Potential conflict of interest: Nothing to report.

Figures

FIG. 1
FIG. 1
Pedigrees of families reported here. Manifesting members are shown in bold. A: PLA2G6 family, B: ATP13A2 family, C and D: FBXO7 families. m/m: homozygous mutation carriers, wt/m: heterozygous mutation carriers, wt/wt: homozygous carriers for the wild type sequence.
FIG. 2
FIG. 2
Histological and ultrastructural analysis of the sural nerve biopsy of Family B (ATP13A2): Paraffin sections (A, B, C) show a reduction of myelinated fibre density with frequent formation of myelin digestion chambers (arrows) (A). Immunohistochemical staining for CD68 on a transverse section shows frequent endoneurial macrophages (B), a characteristic finding in florid axonal neuropathies.

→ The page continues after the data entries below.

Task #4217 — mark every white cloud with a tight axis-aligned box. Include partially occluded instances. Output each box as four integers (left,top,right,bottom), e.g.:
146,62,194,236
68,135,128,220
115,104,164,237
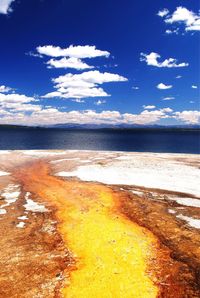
47,57,94,70
36,45,110,59
94,99,106,106
43,70,127,98
72,98,85,103
157,8,169,18
160,108,173,113
0,85,14,93
0,93,35,104
140,52,189,68
165,28,179,34
0,94,199,125
158,6,200,32
0,0,14,14
143,105,156,110
162,96,175,100
156,83,173,90
0,108,169,125
175,111,200,124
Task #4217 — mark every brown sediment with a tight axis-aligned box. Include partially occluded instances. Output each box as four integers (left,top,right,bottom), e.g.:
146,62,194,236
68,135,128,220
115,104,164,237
11,162,200,298
0,157,200,298
114,186,200,297
0,181,73,298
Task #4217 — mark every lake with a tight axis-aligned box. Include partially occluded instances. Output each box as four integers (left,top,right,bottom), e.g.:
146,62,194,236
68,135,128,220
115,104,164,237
0,127,200,154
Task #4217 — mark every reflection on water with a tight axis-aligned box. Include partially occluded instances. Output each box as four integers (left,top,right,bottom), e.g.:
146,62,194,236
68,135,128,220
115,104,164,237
0,128,200,154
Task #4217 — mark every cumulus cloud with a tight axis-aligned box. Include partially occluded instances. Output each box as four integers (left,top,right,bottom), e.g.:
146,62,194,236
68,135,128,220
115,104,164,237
140,52,189,68
143,105,156,110
162,96,175,100
0,93,199,125
0,93,35,104
43,70,127,98
156,83,173,90
175,111,200,124
0,0,14,14
0,108,173,125
165,28,179,34
157,8,169,18
94,99,106,106
47,57,94,70
0,85,14,93
158,6,200,31
36,45,110,59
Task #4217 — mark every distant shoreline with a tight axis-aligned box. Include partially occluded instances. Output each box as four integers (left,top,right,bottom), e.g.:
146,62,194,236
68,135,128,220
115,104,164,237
0,124,200,132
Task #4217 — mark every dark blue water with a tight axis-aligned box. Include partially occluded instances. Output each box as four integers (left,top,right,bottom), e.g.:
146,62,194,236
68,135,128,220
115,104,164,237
0,127,200,154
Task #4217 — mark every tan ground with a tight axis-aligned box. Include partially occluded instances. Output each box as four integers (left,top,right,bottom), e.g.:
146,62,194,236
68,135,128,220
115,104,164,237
0,152,200,298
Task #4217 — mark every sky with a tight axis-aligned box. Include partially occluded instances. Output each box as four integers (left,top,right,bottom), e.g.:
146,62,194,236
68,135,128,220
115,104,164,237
0,0,200,125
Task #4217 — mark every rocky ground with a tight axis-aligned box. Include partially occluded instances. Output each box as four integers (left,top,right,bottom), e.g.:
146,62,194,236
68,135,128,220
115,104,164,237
0,150,200,297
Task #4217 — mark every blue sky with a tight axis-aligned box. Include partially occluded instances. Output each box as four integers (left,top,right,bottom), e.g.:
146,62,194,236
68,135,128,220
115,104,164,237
0,0,200,125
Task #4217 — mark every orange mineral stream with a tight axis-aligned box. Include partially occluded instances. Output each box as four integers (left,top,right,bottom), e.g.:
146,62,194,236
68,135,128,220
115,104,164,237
16,162,158,298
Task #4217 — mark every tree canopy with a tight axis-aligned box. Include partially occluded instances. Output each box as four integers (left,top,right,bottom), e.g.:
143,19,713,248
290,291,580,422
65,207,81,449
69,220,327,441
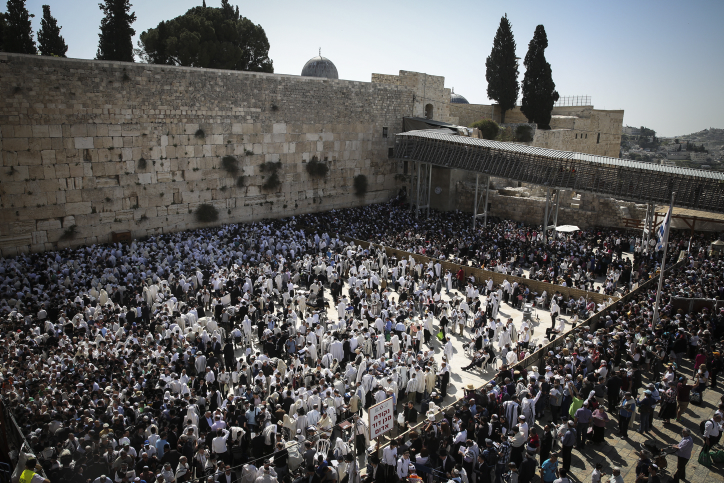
520,25,559,129
485,14,520,122
96,0,136,62
0,0,38,54
38,5,68,57
136,0,274,72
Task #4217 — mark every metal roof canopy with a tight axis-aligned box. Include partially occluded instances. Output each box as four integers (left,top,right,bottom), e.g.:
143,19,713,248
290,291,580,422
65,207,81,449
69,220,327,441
395,130,724,213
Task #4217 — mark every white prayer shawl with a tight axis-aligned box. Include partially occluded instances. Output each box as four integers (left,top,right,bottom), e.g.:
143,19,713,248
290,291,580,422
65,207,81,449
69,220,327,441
503,401,520,425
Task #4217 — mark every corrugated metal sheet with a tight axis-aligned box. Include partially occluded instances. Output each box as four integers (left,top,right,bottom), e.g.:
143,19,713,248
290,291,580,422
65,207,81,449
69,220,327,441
395,130,724,213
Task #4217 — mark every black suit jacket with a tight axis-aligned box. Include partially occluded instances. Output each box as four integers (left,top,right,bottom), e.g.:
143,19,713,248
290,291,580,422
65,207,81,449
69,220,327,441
365,465,385,483
216,471,237,483
440,455,455,473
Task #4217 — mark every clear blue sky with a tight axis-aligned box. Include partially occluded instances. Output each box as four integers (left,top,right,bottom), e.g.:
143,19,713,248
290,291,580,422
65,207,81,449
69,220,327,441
0,0,724,136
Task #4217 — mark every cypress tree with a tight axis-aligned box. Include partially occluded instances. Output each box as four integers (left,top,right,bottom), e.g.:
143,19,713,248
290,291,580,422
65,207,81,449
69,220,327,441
520,25,559,129
96,0,136,62
485,14,520,122
38,5,68,57
0,12,5,52
2,0,38,54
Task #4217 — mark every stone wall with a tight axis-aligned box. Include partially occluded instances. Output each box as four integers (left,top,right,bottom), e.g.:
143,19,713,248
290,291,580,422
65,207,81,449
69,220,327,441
450,104,623,158
0,53,412,256
372,70,458,124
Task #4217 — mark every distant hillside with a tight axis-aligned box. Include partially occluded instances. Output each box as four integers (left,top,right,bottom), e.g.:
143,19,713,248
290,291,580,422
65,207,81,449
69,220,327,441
674,128,724,152
621,126,724,171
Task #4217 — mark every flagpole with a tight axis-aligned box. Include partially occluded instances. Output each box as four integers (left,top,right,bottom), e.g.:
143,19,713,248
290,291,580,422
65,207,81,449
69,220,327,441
652,191,676,326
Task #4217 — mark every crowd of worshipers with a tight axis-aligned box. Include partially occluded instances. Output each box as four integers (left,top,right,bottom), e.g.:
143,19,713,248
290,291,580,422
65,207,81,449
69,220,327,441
0,199,722,483
320,202,715,294
396,257,724,483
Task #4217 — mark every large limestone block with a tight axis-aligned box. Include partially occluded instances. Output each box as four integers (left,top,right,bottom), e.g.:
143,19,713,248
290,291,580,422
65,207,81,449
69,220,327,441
74,137,93,149
37,219,62,233
65,201,92,215
272,122,287,134
2,138,28,151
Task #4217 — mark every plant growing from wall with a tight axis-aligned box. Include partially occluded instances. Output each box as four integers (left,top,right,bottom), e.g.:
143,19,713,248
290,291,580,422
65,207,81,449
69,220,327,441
354,174,367,196
470,119,500,139
221,156,239,176
515,125,533,143
60,225,77,240
259,161,282,191
196,203,219,223
307,156,329,178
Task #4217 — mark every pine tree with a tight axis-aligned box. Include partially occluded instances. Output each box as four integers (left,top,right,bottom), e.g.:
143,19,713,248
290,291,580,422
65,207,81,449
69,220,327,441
38,5,68,57
520,25,559,129
485,14,520,123
2,0,38,54
0,12,5,52
96,0,136,62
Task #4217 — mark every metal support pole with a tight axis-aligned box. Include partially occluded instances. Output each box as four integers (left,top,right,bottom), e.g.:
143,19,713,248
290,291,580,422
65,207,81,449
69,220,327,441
473,173,480,230
483,176,490,228
646,202,656,250
653,191,676,325
641,203,650,245
427,163,432,218
415,163,422,219
543,188,551,243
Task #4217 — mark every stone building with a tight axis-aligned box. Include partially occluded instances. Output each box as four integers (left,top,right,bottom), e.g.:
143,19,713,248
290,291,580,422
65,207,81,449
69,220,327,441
0,53,623,256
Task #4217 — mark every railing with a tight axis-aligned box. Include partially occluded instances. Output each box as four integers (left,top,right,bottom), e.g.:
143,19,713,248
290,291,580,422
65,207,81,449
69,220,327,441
553,96,593,107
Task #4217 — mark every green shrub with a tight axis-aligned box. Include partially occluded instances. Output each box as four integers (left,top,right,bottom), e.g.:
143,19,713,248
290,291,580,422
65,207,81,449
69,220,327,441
259,161,282,173
307,156,329,178
354,174,367,196
196,203,219,223
470,119,500,139
515,124,533,143
60,225,76,240
221,156,239,176
261,171,282,190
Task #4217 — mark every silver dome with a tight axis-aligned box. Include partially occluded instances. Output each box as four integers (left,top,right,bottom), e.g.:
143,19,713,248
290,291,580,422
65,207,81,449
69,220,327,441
302,55,339,79
450,91,470,104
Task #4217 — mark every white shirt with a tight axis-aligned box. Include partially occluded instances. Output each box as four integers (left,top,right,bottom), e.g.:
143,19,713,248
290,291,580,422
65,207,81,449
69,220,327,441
211,429,231,454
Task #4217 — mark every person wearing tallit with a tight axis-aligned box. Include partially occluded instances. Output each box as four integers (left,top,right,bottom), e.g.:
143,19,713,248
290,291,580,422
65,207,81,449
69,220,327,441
503,394,520,426
520,392,543,430
390,334,400,354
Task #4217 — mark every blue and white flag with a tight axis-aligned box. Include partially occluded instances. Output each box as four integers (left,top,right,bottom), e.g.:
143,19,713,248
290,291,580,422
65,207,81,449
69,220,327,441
656,208,672,250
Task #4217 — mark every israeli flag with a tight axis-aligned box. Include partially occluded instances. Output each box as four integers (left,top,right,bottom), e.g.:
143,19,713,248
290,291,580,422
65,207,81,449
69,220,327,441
656,208,671,250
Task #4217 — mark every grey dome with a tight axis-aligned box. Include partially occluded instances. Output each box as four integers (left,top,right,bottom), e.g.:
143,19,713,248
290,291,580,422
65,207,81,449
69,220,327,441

Very occasionally, there were endoneurial and scattered epineurial T-cells (CD3 immunohistochemistry; C). Resin semi thin sections (D, E, F) show a mild generalized axon loss, subperineurial, and endoneurial oedema (D) and significant numbers of degenerating axons (E, blue arrow). Strikingly, there are numerous small cytoplasmic inclusion (E, red arrows and F, red arrows). These inclusions were found in the endoneurium, in smooth muscle cells of vessels and in the perineurium. Electron microscopy (G, H, I) confirms the presence of electron dense inclusions of circa 1 μm size, which are always located intracellularly, and are most frequently seen in the cytoplasm of Schwann cells (G, red arrows) and in smooth muscle cells (H, I). Scale bar 40 μm (E, F), 60 μm (A, C), 120 μm (B), 230 μm (D).